The bill expands individuals' ability to use de-identified or cloaked data and strengthens FTC authority with clearer definitions to enable privacy-preserving uses, but does so at the cost of higher compliance burdens, legal uncertainty, and potential re-identification risks to users.
Individuals and app users can use de-identified or 'cloaked' versions of their data with apps and services without covered entities blocking that use, expanding user control over data.
Clarifies and affirms FTC enforcement authority over blocking or misuse of de-identified data, enabling stronger consumer protections and potential penalties for noncompliance.
Provides statutory definitions for 'de-identified', 'cloaked' data, and 'unique persistent identifiers', giving businesses clearer compliance rules to support privacy-preserving data uses.
Users and consumers face increased risk that 'unique persistent identifiers' and cloaked data could be re-identified if safeguards are insufficient, threatening privacy and safety.
Covered entities (businesses) will likely incur higher compliance costs and may face FTC enforcement actions for misclassifying data or identifiers, increasing operational burden.
Ambiguous terms (e.g., 'reasonably linkable') could create legal uncertainty and spur litigation over what qualifies as de-identification, risking disruptions to services and slower innovation.
Based on analysis of 2 sections of legislative text.
Prevents private data holders from stopping people from using de-identified or cloaked data and empowers the FTC to enforce that rule under its existing authority.

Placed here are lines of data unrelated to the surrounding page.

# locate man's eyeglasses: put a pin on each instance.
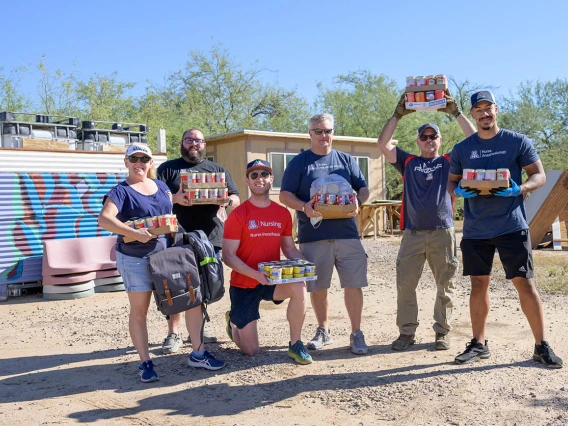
(424, 138)
(320, 131)
(191, 141)
(134, 159)
(254, 175)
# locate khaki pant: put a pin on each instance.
(438, 247)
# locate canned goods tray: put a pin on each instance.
(333, 211)
(156, 231)
(431, 106)
(292, 280)
(428, 88)
(484, 185)
(190, 185)
(218, 201)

Introduced November 12, 2025 by Lori Trahan · Last progress November 12, 2025
Prohibits private entities that collect or handle personal data from stopping people from using de-identified data or ‘‘cloaked’’ data (unique persistent identifiers that hide personal details while enabling communication). The Federal Trade Commission is given authority to enforce this prohibition using its existing powers under the FTC Act. The bill excludes government entities and a specified nonprofit resource center from the definition of covered entities, and it allows covered entities to continue to impose limits when they act as service providers.